En effet, outre l’effet relatif de la chose jugée, l’appelante ne rapporte pas la preuve au cas d’espèce d’erreurs ou d’omissions qu’elle prétendait avoir commises et qui auraient été régularisées sur la période contrôlée ni même lors des opérations de contrôle.
Compte-tenu de ce qui précède, les premiers juges ont exactement considéré que le caractère collectif du régime de retraite supplémentaire litigieux n’était pas respecté.

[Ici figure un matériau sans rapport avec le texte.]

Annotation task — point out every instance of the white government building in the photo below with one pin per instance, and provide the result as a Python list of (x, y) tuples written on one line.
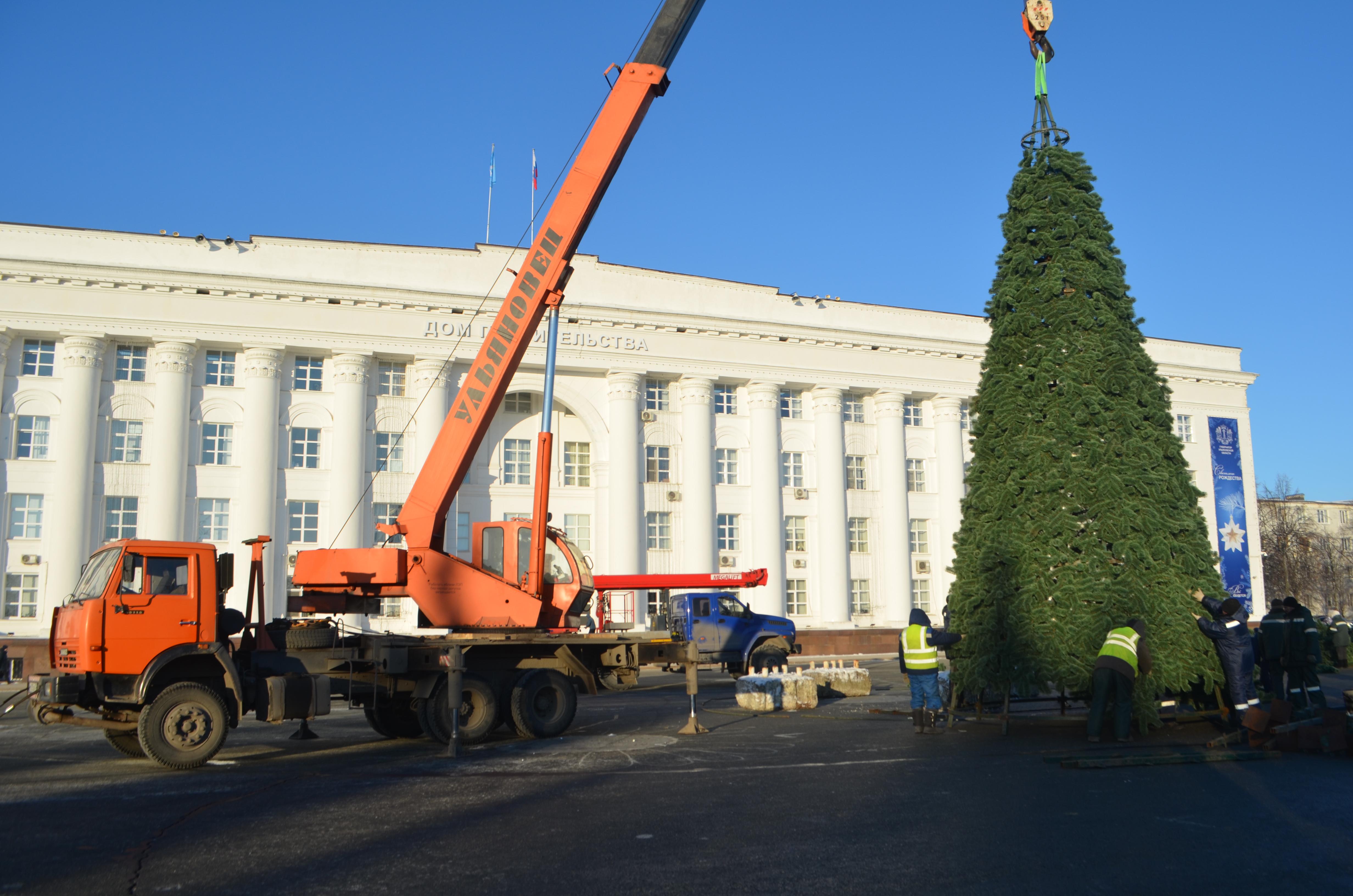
[(214, 390)]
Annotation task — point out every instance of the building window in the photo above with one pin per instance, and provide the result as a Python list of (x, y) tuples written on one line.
[(726, 400), (921, 536), (921, 595), (655, 396), (26, 516), (578, 463), (658, 463), (213, 520), (728, 538), (578, 528), (853, 408), (860, 604), (304, 522), (40, 357), (21, 596), (915, 476), (517, 462), (305, 449), (217, 443), (390, 453), (462, 533), (120, 517), (130, 365), (856, 472), (389, 515), (390, 378), (857, 530), (659, 530), (221, 369), (726, 466), (310, 374), (32, 438)]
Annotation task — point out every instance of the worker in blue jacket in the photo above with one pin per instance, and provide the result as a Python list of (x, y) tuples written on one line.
[(1232, 633)]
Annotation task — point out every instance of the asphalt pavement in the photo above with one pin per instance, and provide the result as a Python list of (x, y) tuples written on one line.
[(839, 800)]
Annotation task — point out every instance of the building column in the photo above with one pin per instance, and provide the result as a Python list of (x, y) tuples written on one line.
[(949, 455), (768, 530), (348, 469), (697, 476), (626, 507), (259, 474), (831, 553), (67, 533), (896, 550), (170, 443)]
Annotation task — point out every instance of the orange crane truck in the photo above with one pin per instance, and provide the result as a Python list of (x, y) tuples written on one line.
[(147, 642)]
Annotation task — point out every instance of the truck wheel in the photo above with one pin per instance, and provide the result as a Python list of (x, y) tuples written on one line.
[(185, 726), (392, 719), (768, 658), (478, 711), (543, 704), (610, 679), (125, 742)]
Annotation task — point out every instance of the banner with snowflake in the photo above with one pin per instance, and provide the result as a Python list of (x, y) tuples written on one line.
[(1229, 493)]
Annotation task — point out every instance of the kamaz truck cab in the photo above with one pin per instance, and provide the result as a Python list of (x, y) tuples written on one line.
[(726, 631)]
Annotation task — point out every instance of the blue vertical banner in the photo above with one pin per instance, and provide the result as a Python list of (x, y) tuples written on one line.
[(1229, 493)]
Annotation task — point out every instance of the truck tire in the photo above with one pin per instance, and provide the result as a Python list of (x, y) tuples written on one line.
[(125, 742), (543, 704), (478, 711), (766, 658), (394, 719), (185, 726)]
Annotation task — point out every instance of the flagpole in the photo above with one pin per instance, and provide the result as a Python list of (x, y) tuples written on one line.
[(492, 179)]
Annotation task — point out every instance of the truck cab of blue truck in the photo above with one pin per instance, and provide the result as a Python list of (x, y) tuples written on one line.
[(726, 631)]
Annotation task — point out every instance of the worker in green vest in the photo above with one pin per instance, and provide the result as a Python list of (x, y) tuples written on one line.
[(1122, 657), (919, 656)]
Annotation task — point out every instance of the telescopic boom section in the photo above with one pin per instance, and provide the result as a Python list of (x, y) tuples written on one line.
[(543, 277)]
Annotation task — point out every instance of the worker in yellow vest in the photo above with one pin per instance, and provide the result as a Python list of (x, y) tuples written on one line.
[(1122, 657), (919, 656)]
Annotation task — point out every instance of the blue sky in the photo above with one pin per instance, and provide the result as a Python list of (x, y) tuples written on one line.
[(853, 149)]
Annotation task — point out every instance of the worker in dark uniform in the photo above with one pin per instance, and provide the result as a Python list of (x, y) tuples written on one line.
[(1340, 638), (919, 656), (1304, 639), (1122, 657), (1274, 648), (1229, 629)]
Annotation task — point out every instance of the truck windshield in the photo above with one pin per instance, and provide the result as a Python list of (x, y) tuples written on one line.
[(97, 575)]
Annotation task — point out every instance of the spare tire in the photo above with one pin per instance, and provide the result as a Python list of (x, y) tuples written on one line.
[(543, 704), (478, 711)]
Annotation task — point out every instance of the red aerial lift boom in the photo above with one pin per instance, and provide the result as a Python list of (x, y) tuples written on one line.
[(523, 575)]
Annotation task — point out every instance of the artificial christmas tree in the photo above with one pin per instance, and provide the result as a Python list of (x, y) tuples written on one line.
[(1080, 512)]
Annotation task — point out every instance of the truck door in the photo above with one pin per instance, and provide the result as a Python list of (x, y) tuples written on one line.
[(152, 608), (704, 623)]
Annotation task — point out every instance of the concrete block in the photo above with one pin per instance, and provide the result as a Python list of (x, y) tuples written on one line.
[(837, 680), (770, 691)]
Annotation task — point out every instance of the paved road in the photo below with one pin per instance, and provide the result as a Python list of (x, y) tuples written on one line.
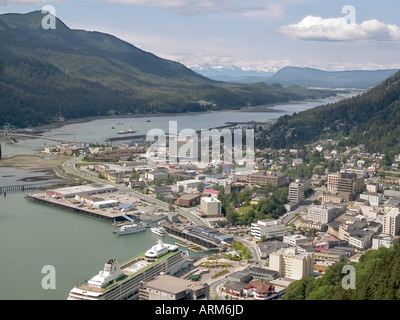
[(70, 167)]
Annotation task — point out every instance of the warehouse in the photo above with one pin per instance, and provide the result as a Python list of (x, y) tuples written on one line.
[(90, 189)]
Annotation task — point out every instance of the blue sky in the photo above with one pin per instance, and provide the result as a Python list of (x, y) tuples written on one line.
[(257, 34)]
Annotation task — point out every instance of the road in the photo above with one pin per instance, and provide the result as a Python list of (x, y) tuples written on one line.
[(70, 168), (302, 206)]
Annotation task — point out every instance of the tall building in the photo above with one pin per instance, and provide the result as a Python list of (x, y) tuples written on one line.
[(391, 222), (297, 189), (268, 229), (166, 287), (292, 264), (345, 184), (210, 206), (325, 213), (263, 178)]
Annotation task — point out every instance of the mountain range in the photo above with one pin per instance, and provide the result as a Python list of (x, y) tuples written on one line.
[(371, 119), (78, 74), (305, 77)]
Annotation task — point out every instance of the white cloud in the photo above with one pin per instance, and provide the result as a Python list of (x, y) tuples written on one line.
[(338, 29)]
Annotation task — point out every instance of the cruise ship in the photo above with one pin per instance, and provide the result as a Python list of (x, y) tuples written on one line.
[(130, 228), (160, 231), (121, 282)]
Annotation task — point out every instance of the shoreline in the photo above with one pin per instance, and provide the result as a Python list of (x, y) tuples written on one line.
[(255, 109)]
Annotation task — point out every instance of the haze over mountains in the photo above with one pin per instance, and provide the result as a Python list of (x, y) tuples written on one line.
[(84, 74), (305, 77)]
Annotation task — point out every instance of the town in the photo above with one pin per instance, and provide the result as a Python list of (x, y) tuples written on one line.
[(297, 213)]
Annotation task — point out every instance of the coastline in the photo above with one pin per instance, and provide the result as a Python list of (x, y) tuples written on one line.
[(260, 108)]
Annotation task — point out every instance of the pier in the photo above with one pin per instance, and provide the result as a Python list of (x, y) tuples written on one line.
[(24, 187), (194, 238)]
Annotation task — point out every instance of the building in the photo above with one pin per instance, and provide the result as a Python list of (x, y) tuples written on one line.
[(258, 290), (374, 198), (263, 178), (90, 189), (331, 198), (391, 222), (325, 213), (188, 200), (345, 184), (266, 247), (294, 240), (292, 264), (382, 240), (166, 287), (268, 229), (393, 203), (210, 206), (297, 189)]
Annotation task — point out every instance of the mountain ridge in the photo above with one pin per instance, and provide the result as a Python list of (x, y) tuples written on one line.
[(89, 73)]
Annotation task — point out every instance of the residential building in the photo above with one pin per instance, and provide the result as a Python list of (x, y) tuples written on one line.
[(391, 222), (294, 240), (166, 287), (263, 178), (258, 290), (268, 229), (382, 240), (210, 206), (374, 198), (345, 184), (291, 263), (297, 189), (188, 200), (325, 213), (393, 203), (331, 198)]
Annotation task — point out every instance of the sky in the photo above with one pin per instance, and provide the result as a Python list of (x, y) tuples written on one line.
[(253, 34)]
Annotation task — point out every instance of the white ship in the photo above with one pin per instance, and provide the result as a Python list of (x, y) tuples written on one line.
[(130, 228), (117, 282), (159, 231)]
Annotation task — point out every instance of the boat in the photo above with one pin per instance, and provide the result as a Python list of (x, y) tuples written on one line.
[(130, 228), (160, 249), (126, 131), (122, 282), (159, 231)]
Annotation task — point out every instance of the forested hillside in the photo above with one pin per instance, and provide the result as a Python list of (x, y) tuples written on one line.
[(372, 119), (82, 74)]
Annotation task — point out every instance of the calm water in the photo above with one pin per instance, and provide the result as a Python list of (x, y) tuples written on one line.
[(33, 235), (97, 131)]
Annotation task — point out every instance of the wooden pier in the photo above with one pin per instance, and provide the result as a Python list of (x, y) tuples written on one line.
[(31, 186)]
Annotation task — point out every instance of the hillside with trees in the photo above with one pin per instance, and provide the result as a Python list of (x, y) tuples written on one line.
[(84, 74), (377, 278), (371, 119)]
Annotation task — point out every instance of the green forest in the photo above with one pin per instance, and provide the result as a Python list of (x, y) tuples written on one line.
[(371, 119), (377, 277), (85, 74)]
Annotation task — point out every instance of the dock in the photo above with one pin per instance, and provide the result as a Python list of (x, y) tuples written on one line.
[(69, 206)]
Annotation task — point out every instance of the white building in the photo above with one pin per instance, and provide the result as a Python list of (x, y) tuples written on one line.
[(294, 240), (297, 189), (292, 264), (391, 222), (210, 206), (324, 213), (374, 198), (268, 229)]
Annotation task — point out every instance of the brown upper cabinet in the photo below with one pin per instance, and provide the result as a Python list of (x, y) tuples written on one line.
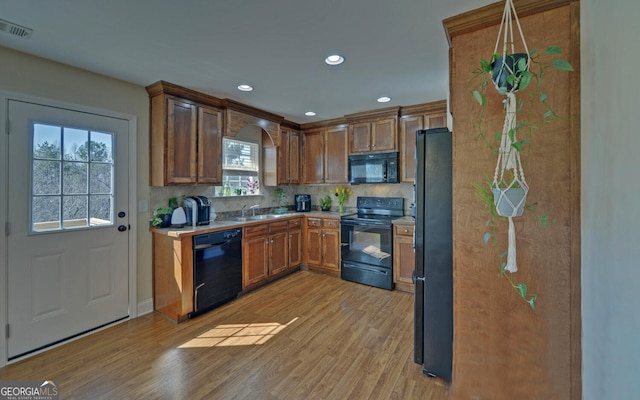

Enfin, si la société appelante se prévaut d’un courrier du 16 juillet 2018 de la direction de la sécurité sociale adressé au directeur de l’ACOSS lui recommandant de bien vouloir appliquer les dispositions du nouvel article L133-4-8 du code de la sécurité sociale créé par la loi n°2015-1702 du 21 décembre 2015 aux redressements n’ayant pas donné lieu à une décision de justice ayant un caractère définitif, lorsque le motif de redressement est attaché, sans équivoque, à l’absence de production d’une demande de dispense ou de tout autre document ou justificatif nécessaire à l’appréciation du caractère obligatoire et collectif, ce courrier dépourvu de toute portée normative n’est pas opposable à l’Urssaf et en tout état de cause le redressement n’est pas fondé sur l’absence de production de dispense ou de tout document justificatif mais sur l’absence de caractère collectif du régime.
En conséquence le jugement sera confirmé en toutes ses dispositions.
Partie qui succombe tant en première instance qu’en appel, la société Heuft France sera condamnée aux dépens exposés le cas échéant postérieurement au 31 décembre 2018 et déboutée de sa demande fondée sur l’article 700 du code de procédure civile.
L’équité ne commande pas de faire application de l’article 700 du code de procédure civile au bénéfice de l’Urssaf d’Alsace.
PAR CES MOTIFS
LA COUR, statuant par mise à disposition au greffe, par arrêt contradictoire, en dernier ressort, après en avoir délibéré conformément à la Loi,
DECLARE l’appel recevable ;
CONFIRME le jugement du 23 mai 2018 en toutes ses dispositions ;
Y ajoutant,
CONDAMNE la société Heuft France aux éventuels dépens postérieurement au 31 décembre 2018 ;
REJETTE les demandes fondées sur l’article 700 du code de procédure civile.